To say at any stage “there’s nothing in it for me any longer” is to reduce marriage to cynical worldly standards. “I’ll love you as long as it suits me”, the world’s version of love. But our vow at the altar is to go one loving no matter what. Christian love in marriage is a constant choice to go on loving even when the going gets tough. It involves a suffering self-giving like Christ on the cross. This is true of our relations with God as with one another. For love as suffering faithfulness conquers even death.
And we should never forget that we’ve a caring heavenly mother in our struggle to be faithful Christian husbands, wives and children. Mary life of love began with her annunciation “I do”; we echo that I do in marriage. At Cana we see the sensitivity of Mary to the couples’ needs. She notices the wine has run low, the occasion could be ruined for the young couple. So she begs Jesus to intervene, to begin his ministry by helping a marriage. Then again, in Nazareth, with Joseph and Jesus, she presided over the perfect family. She followed her child to the cross and waited in the sealed room with the apostles for his Spirit to come. The picture emerges of a person who loved in good times and bad, a great gentle faithful wife and mother, a model for each marriage. Christian life and marriages are watched over this heavenly trinity of Jesus Mary and Joseph. Lets live our lives and marriages then in their light, and in the light of the triune God. In marriage, the family, and society let our love be real and constant so that we’ll transform the world into an image of the perfect home which is heaven. For this world passes but Christ is Lord of suffering, faithful, enduring love forever and ever, amen.

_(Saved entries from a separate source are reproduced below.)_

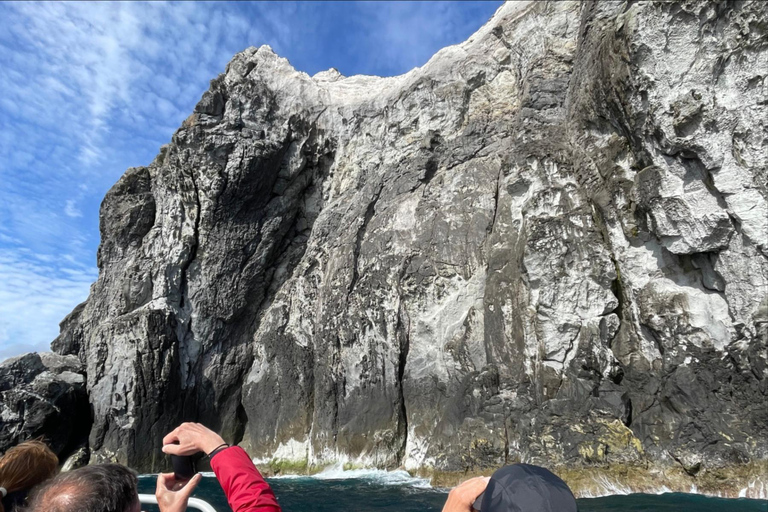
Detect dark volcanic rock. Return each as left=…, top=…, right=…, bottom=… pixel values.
left=7, top=0, right=764, bottom=498
left=0, top=353, right=90, bottom=461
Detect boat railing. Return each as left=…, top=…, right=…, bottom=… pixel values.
left=138, top=493, right=218, bottom=512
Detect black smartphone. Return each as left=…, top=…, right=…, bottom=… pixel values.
left=171, top=454, right=196, bottom=480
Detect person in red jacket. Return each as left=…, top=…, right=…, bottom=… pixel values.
left=157, top=423, right=281, bottom=512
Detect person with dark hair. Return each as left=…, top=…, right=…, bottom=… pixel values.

So as God own committed to marriage, true love, and faithfulness to Christ and his church, let’s profess our faith.

Prayers of the Faithful
And as the people of God lets pray now for all our needs, especially the needs of married people..

For the Holy Father and leaders in the church that they may continue to affirm the importance of Christian marriage..

For civil leaders that they may pass laws that support marriage and the family and so serve the good of society..

For our youth that they may see importance of the sacrament of matrimony, that it gives the essential extra grace of God to maintain a union of true love between them and their beloved.

For the sick, the aged, and especially those who have lost beloved spouses that they may be consoled by our love and care until they are united with their beloved ones again forever..

For our dear departed that through our powerful communal and eucharistic intercession for them they may reach their final rest in the lord and with those who have gone before them in faith..

And we ask all these prayers through Christ who is one with his holy people and intercedes for them forever and ever, amen.

Reflection
There’s a joke about a man who put an ad in the paper: “wife needed, donkey dead”. Marriage today isn’t donkeywork but a joyful union of equals. This reminds me of another joke: the first year of marriage the wife speaks and the husband listens; the next year of marriage the husband speaks and the wife listens; the third year of marriage they both shout and neighbors listen. There’s a point in the joke in that good marriage involves listening, sharing and respecting each other’s feelings. For when we realize the other person’s not perfect, the challenge is to still love them wart and all. To hang in there when trials come so that the union will mature and produce the best wine at last. Lets ask Mary to help married couples in this..Hail Mary.